終於,她在一幅名為《星晝》的畫前面停下了腳步。這幅畫的作者用色極為大膽,筆觸又細膩得驚人,作品名字裏有星星,實際畫面裏只有一片白天的海。海和天都很寧靜,作為一名觀眾,只是站在畫前,她都感受到了拂面的海風有多溫柔。

唯有一點,這個海它不是藍色的。

而是一片波光粼粼的漸變彩色,每個線條又似乎都蘊藏著漫天星辰的光輝。

小初往前湊了湊,才看清作者的名字,黃……黃亦玫?

這是,她媽媽的作品?

她什麽時候畫的,她怎麽從來沒註意過?難怪銘仔回去就一直感嘆黃小姐是個有品味的藝術家,難道他那天就看到了?

小初心底有些感動,站在畫前感受了一會兒媽媽內心的寧靜溫柔,就掏出手機拍了張自己和畫的合影給方協文發了過去。

附言:「你老婆兩個偉大的作品。」

沒一會兒,方協文就回了過來:「我謝謝你,單獨把畫拍給我。」

小初:「……」越想越氣,馬上又加了一條過去,「方太太在館裏一群年輕帥哥加她微信呢,方總有沒有危機感?那群帥哥,嘖嘖。」小初回憶了一下銘仔那張讓她實在欣賞不來的臉,完全昧著良心的,「真是我見猶憐,總之,比當年那個何西叔叔帥多了。」

這下算是把方協文惹毛了,氣得他字都懶得打,直接發了條語音過來:「小崽子你是不是不想活了?」

小初壞笑著聽完她爸的低沈的,壓抑的,背景音裏還有別人在說話,顯然是在開會的——破防之音,心滿意足收起了手機。

然後才意識到一個問題,她不會害方太太回去被他收拾吧?

“Enzo。”一個聲音在耳邊響起,“過來這邊看。”

Enzo……

小初腦子裏閃過餘蕭弋的狗雙爪搭在床沿的畫面,忽而失笑,下意識轉過頭去,一個打扮入時的年輕男孩就映入了眼簾。

單眼皮,小V臉,高鼻梁,長得非常之不Local,反而有種日韓男團成員的既視感,小初驚嘆了幾秒,男孩已經到了她身邊,笑起來的樣子也那麽清爽,像杯夏日的海鹽汽水,“媽。”

旁邊的女士應聲:“你看這幅畫。”

小初再次驚嘆,果然能生出好看的兒子,媽媽的美貌是不可或缺的,這位女士雖然明顯已經有些年齡感了,打扮得也低調,只穿了件純棉休閑連衣裙搭配漁夫帽,但不知怎麽就是給人一種很貴氣,也溫潤的感覺,而且不難看出,對方年輕時一定是個美人。
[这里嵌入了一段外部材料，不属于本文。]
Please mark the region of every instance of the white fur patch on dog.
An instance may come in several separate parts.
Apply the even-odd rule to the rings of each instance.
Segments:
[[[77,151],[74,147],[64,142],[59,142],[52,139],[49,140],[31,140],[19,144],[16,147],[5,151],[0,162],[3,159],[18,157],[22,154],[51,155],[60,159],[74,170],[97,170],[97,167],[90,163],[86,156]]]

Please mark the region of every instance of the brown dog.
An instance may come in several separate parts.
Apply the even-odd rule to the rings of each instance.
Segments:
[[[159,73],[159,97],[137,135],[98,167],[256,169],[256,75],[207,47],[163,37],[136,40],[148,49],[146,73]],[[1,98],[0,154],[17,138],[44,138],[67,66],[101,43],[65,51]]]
兩人視線不小心碰觸到了一起,小初立刻禮貌地微微頷了頷首,生怕被發現她在打量人家。

對方明顯一楞,下一秒已然露出一個溫柔的笑容,朝她點點頭:“你好。”

小初沒想到她會和她主動打招呼,臉瞬間紅了,完了,她一定是發現她剛剛無禮的行為了,但事已至此,她也只能若無其事了,問好道:“您好。”

她這才意識到,兩人說的都是普通話。

旁邊的男孩看了小初兩眼,有些疑惑,“媽,你認識這位小姐?”

女人目光如水,“沒,只是覺得有些似曾相識。”

小初有些尷尬,幸而這會兒黃亦玫那邊已經忙完,正朝著她走來。

她不知道該跟那對母子說些什麽,只能笑笑:“這就是這幅畫的作者。”

“哦,是嗎?”男孩驚嘆。

“黃亦玫?”一旁的女士也開了口。

小初還以為她也看見了標簽上的作者名,正準備回答呢,不想一轉眸她媽和這位女士已經抱在了一起,顯然是舊相識。

“文然姐!”黃亦玫眉宇間都是訝色,但驚喜也是藏不住的,“你怎麽有空過來,你不是……”

“嗐,家裏亂糟糟,實在懶得理,索性帶孩子出來逛逛,順便看看你。話說回來,咱們也好幾年沒見了吧?”

黃亦玫點頭,“可不是!這日子真的不抗過!”又看向一旁的男孩,“這個是?老大還是老二?”

那個叫文然的答:“老二,老大大多了。Enzo啊,快問亦玫阿姨好!”

“阿姨好!阿姨你真漂亮!”男孩從善如流,一張嘴又乖又甜。

黃亦玫這才想起什麽,“小初也跟文然阿姨問好呀。”

小初一頭霧水,但面上也笑得乖巧可人,“文然阿姨好。”

女人拉過小初的手,滿眼的喜歡之情,“這就是小初?難怪我說看著眼熟。”又打量了她兩眼才跟黃亦玫說,“這孩子真像你,不過一顰一笑還是有她爸爸的影子,真是專挑優點長的,我記得她小時候就漂亮,沒想到長大了出落得更水靈了。”

“還是小時候更漂亮些,現在不修邊幅得很!”黃亦玫大笑,跟小初解釋,“你文然阿姨姓蕭,是你爸爸以前在上海的同事,也是我們的好朋友,你小時候她還抱過你呢。”

小初彎了彎眼睛。

暗裏腹誹,是不是真的啊,為什麽全世界家長給孩子介紹長輩說辭都這麽一致,他們是不是經過什麽統一培訓?

蕭文然看了看表,“你這邊大概幾點忙完?我們一塊吃個飯?”

黃亦玫猶疑了下,“會不會太麻煩?”

“麻煩什麽啊!你都來香港了,我不盡下地主之誼以後還好意思去北京找你和老方嗎?”蕭文然大氣一笑,“這樣,我先帶仔仔逛逛,等你忙完,我們再集合,一塊去吃個便飯,小初也一塊來哦。”

既然對方都這麽說了,黃亦玫也不好太拒絕,只能應承下來,“行,不過不用等我忙完,事情交給底下人做也是一樣的,等仔仔逛累了,你就給我打電話。”

“OK。”

對方一離開,小初就好奇地問道:“媽,她真是你和爸爸的老朋友?怎麽從沒聽你們提起過?”

黃亦玫說,“只是沒在你面前提過而已。”又嘆口氣,“你爸就是不想你過早進入這些社交,但今天既然碰上了,也沒辦法了。”

小初不明所以,“什麽?”

黃亦玫正要答,不想助理郗檸走了過來,也不知她貼在她耳邊說了些什麽,很快兩人就從她身邊離開了。